Jan CremerThe Belgian sculptor Paul van Hoeydonck, visiting Cremer's New York studio, recalls that Cremer was planning to donate a large painting depicting the current Dutch queen in an erotic pose in the Dutch landscape on the occasion of the marriage of Claus and Beatrix. This historical document, however, was painted over after having been refused as a present.

In 1967 quite a stir was caused in the Netherlands when Cremer was awarded the Amsterdam Literary Prize. Cremer's third book, Made in U.S.A., is once again written very quickly (on the ranch in Wellfleet) and deals largely with the burgeoning world of open commercial sex in the heart of New York, around Times Square and 42nd Street. Sex at a distance via correspondence, telephone, behind the camera in so-called artist's studios. Only when these reports describe physical contacts, whether fictional or not, do the female models in the book come to life. Cremer is not interested in impersonal sex. The models are also recognisable in his later large nude drawings, lithographs and pastels. He also attacks the craze for impersonal eroticism and sex by means of artificial aids in his theatre plays The Late Late Show and Oklahoma Motel, inspired by American commercials.

 

On Cape Cod he carved and sawed figures out of driftwood and painted them as nudes and farmers' wives in traditional costume. He made tulip fields with zips.

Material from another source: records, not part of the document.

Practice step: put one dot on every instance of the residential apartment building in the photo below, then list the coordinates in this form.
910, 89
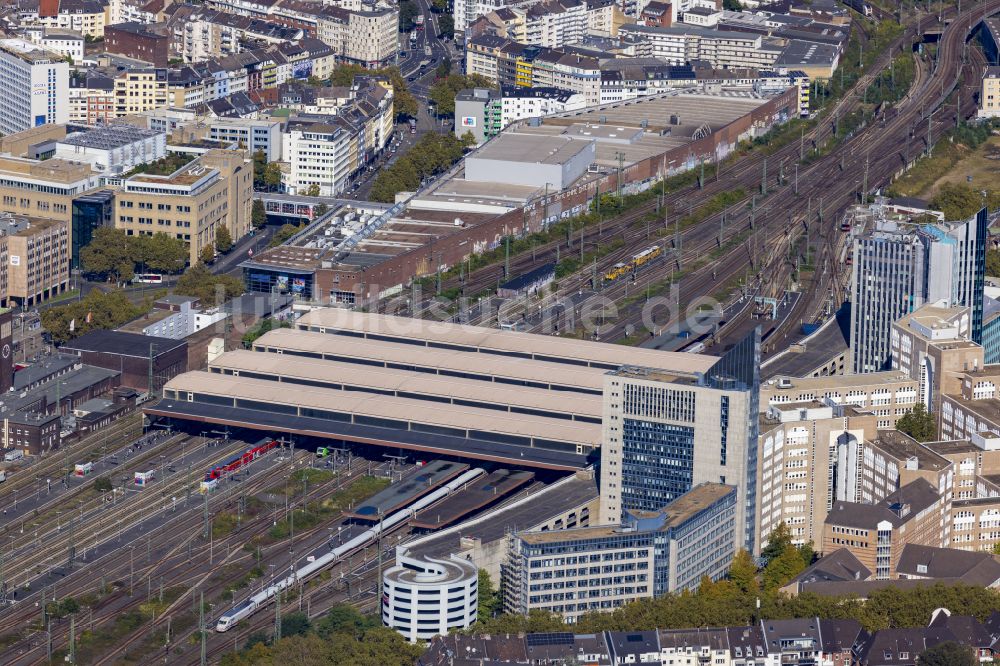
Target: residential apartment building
207, 34
66, 43
484, 112
146, 42
555, 23
510, 63
989, 94
802, 465
251, 135
141, 90
575, 571
876, 533
43, 189
805, 641
191, 204
91, 99
887, 395
684, 44
88, 17
893, 268
36, 257
35, 84
932, 345
326, 151
113, 149
663, 434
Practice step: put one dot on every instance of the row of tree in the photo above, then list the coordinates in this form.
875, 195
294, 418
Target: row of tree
115, 256
448, 85
432, 154
734, 601
403, 101
342, 637
210, 289
96, 310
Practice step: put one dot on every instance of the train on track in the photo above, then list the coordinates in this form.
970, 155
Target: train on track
213, 475
251, 605
641, 259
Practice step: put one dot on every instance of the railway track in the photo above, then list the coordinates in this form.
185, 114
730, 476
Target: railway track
823, 176
179, 544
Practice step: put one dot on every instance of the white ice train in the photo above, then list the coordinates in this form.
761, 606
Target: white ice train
250, 606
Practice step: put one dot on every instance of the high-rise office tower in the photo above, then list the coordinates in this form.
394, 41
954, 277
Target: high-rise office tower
900, 266
666, 432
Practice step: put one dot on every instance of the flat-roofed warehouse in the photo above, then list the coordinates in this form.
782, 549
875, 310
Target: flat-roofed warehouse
536, 172
446, 389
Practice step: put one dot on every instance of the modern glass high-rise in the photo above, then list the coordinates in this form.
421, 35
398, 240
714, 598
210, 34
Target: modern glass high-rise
666, 432
900, 266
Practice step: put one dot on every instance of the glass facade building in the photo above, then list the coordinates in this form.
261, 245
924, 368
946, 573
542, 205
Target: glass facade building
90, 212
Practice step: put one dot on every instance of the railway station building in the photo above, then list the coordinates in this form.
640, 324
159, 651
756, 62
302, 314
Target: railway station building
660, 423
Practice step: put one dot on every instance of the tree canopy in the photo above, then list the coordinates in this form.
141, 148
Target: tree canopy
445, 88
223, 240
404, 104
96, 310
430, 155
918, 423
258, 216
957, 201
343, 637
207, 287
115, 256
948, 653
266, 175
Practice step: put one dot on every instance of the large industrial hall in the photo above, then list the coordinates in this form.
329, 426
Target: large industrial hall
444, 389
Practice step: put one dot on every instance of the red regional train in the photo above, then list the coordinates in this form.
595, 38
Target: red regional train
239, 461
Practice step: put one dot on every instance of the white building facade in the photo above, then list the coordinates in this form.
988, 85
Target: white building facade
35, 84
426, 597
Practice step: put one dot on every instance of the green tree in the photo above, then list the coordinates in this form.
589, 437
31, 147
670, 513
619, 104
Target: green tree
96, 310
446, 26
783, 568
948, 653
489, 597
778, 542
208, 288
295, 624
109, 255
408, 11
446, 87
259, 168
223, 240
284, 233
743, 573
993, 263
404, 103
272, 177
444, 68
957, 201
258, 216
918, 423
160, 252
265, 325
344, 619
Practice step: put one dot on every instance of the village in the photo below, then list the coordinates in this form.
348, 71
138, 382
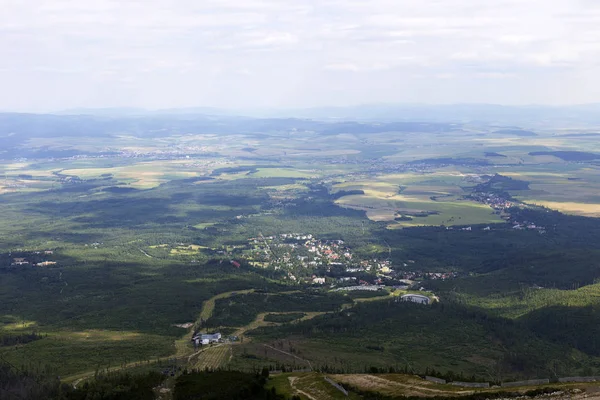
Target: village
309, 260
38, 258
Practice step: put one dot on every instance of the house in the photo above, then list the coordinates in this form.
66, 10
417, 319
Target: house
46, 263
415, 298
206, 338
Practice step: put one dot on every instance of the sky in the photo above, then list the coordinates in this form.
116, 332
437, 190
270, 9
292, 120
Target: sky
243, 54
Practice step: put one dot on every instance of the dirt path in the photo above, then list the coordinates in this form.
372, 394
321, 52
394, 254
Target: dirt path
298, 391
290, 354
182, 348
392, 387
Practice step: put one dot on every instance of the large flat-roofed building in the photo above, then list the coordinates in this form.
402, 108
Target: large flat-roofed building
416, 298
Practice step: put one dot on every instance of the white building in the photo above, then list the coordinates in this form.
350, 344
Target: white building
415, 298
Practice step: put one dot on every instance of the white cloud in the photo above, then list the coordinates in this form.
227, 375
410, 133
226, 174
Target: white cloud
169, 53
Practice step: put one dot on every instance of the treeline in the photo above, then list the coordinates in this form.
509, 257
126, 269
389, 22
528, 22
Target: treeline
449, 330
242, 309
224, 385
23, 338
22, 384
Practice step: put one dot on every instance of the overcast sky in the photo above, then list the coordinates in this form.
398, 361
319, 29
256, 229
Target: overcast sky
57, 54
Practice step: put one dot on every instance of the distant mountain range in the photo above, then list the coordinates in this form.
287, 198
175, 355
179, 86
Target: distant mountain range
533, 115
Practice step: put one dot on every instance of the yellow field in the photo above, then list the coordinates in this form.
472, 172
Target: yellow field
388, 196
588, 210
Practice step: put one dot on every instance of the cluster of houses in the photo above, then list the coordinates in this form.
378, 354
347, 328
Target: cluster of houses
526, 225
203, 339
495, 200
22, 261
302, 255
293, 251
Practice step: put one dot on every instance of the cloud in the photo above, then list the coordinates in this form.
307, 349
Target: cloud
282, 52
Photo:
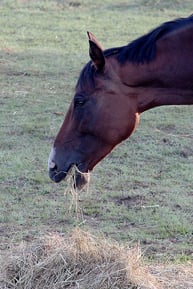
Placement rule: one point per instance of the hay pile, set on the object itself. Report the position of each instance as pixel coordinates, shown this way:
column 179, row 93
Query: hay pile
column 79, row 260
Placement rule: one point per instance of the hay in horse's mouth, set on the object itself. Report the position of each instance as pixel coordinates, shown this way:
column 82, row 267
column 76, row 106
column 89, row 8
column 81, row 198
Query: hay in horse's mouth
column 78, row 178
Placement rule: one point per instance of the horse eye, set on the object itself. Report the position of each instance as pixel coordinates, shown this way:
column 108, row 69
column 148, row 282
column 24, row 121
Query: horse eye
column 79, row 101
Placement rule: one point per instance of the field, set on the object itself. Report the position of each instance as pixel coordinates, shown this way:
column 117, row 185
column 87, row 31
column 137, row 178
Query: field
column 142, row 192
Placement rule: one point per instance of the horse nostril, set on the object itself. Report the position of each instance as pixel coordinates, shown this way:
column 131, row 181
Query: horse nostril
column 52, row 166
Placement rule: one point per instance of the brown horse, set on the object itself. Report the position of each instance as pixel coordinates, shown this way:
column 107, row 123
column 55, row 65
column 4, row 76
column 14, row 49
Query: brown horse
column 115, row 87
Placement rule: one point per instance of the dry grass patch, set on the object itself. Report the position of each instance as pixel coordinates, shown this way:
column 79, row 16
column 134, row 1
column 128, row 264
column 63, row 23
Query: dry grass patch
column 78, row 260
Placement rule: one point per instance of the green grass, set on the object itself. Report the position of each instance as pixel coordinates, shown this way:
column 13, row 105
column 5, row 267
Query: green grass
column 143, row 190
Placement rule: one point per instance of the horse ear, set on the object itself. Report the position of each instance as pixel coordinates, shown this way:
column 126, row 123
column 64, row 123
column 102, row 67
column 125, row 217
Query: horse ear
column 96, row 52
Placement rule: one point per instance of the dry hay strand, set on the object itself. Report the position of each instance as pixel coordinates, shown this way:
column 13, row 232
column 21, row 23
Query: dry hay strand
column 174, row 276
column 77, row 261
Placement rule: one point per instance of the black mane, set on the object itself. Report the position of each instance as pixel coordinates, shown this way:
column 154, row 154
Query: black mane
column 143, row 49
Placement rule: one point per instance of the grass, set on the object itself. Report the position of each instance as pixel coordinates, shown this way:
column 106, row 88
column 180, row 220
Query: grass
column 143, row 190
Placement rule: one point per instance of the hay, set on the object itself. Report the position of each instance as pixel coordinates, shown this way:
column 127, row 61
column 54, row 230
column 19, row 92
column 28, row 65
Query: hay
column 79, row 260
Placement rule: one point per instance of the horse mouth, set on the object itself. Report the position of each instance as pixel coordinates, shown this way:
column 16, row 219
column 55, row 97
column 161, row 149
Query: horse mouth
column 79, row 178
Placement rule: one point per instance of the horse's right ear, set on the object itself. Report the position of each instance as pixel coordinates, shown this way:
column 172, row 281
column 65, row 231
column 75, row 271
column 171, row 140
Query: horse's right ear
column 96, row 52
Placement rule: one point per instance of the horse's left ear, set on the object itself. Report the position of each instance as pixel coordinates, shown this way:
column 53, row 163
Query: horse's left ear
column 96, row 52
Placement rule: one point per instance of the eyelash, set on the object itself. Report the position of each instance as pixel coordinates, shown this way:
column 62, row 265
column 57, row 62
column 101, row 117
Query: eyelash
column 79, row 101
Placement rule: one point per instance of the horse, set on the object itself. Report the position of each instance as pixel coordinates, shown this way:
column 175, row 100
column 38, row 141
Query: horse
column 114, row 88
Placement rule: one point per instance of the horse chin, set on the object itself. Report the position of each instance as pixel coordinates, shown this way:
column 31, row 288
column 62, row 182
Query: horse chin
column 81, row 180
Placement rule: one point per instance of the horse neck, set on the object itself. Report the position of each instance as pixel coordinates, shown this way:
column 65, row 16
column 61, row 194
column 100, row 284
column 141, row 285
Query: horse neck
column 154, row 87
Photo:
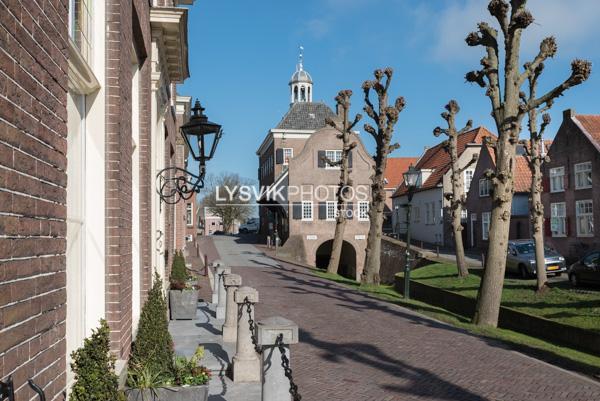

He continued to paint Dutch landscapes populated by ironic nudes and figures derived from comic strips, which would later supply material for the posters and decors for these satirical pieces, put on the stage in the Netherlands and Belgium by Toneelgroep Studio and in German theatres by Theatron Eroticon from Munich, who employed Cremer for a short time as 'artistic director'.

 

With the temporary move in 1974 to London, his operating base for trips to Lapland, Eastern Siberia and the Altaï mountains in Outer Mongolia, there comes an end to the period as a painter in New York. And another chapter in his life announces itself.